Physiologically, placebo induced-analgesia seems to involve both higher organized and somatotopic cognitive networks and endogenous opioid systems (40, 41). Recently, using positron emission tomography, Petrovic et al. (42) have confirmed that both opiod and placebo analgesia are associated with increased activity in the rostral anterior cingulated cortex and brainstem. Therapeutically, the placebo effect can also stimulate in patients their psychophysiological self-regulation abilities (43, 44). The better knowledge of the neurochemical mechanism for the placebo effect could be useful to treat complicated headache.

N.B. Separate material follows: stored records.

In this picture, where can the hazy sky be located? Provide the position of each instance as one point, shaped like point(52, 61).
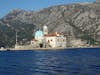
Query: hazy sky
point(8, 5)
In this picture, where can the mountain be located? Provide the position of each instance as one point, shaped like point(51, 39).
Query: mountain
point(76, 21)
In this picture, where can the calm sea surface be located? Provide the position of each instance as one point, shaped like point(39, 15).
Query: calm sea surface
point(57, 62)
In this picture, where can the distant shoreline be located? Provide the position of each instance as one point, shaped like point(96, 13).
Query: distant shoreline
point(11, 49)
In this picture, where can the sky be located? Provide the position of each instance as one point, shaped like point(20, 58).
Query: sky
point(7, 5)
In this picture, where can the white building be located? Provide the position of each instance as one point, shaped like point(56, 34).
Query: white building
point(55, 40)
point(52, 40)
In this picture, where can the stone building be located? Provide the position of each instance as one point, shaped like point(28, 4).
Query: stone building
point(49, 40)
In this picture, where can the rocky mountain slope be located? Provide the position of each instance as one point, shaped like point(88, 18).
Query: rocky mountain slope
point(77, 21)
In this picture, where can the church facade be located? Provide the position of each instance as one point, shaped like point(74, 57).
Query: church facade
point(44, 39)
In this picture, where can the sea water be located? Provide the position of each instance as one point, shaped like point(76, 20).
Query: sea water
point(85, 61)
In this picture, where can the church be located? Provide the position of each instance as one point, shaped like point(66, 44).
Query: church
point(44, 39)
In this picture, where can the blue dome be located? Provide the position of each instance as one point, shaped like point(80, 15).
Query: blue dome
point(39, 33)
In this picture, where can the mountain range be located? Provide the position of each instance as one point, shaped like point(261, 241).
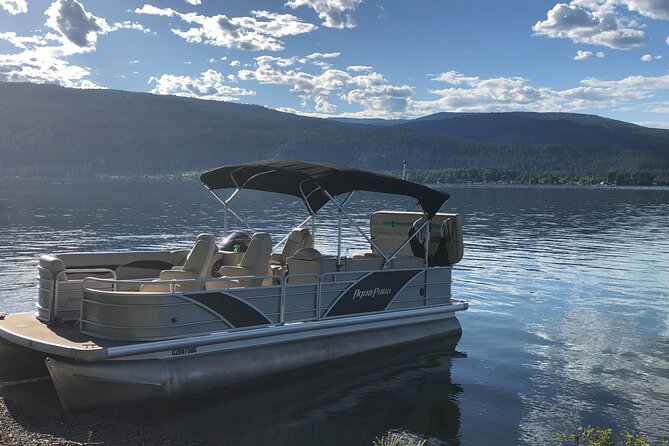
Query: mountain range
point(52, 131)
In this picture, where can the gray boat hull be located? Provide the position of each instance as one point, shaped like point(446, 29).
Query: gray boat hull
point(87, 384)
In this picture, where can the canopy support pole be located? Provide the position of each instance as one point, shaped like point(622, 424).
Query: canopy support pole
point(288, 235)
point(331, 198)
point(227, 208)
point(341, 209)
point(407, 241)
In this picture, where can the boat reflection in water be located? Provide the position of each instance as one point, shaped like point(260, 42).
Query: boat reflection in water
point(408, 389)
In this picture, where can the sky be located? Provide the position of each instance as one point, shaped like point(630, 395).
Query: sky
point(355, 58)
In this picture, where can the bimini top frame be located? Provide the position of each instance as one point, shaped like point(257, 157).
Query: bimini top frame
point(316, 184)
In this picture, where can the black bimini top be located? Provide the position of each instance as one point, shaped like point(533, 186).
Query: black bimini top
point(310, 182)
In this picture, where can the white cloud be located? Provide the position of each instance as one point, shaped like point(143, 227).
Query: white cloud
point(654, 124)
point(259, 32)
point(516, 93)
point(152, 10)
point(209, 85)
point(43, 65)
point(28, 42)
point(14, 6)
point(381, 99)
point(78, 27)
point(43, 57)
point(316, 91)
point(601, 26)
point(359, 68)
point(654, 9)
point(582, 55)
point(455, 78)
point(322, 55)
point(127, 24)
point(331, 12)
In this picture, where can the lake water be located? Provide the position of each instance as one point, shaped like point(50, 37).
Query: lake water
point(569, 313)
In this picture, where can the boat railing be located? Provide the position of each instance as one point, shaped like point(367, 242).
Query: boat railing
point(300, 297)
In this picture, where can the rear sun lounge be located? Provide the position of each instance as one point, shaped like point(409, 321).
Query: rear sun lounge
point(134, 307)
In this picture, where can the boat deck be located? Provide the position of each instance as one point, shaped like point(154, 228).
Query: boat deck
point(25, 330)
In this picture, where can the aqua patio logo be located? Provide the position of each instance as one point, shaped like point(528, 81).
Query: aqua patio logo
point(360, 294)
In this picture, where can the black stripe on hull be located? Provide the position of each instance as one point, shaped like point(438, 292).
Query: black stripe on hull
point(373, 292)
point(235, 311)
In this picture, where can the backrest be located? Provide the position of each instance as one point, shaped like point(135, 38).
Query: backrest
point(309, 261)
point(257, 254)
point(297, 239)
point(200, 256)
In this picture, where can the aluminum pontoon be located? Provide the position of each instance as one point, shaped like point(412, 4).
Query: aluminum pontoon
point(130, 326)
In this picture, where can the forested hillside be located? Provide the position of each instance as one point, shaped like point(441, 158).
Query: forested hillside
point(58, 132)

In our case, the positive conditioning motivated by the intake of a supposedly active substance, could be the most important factor in the continuation of the placebo response. Habitually, placebo treatment is prescribed when there is no adequate therapy for the disease or all medications have been completely ineffective. Placebo treatment should not have serious side-effect and not continue too long (45). The patient should be informed about the characteristics of the placebo composition and attempt its elimination. Despite such an explanation, some patients choose to continue with placebo, as did our patient.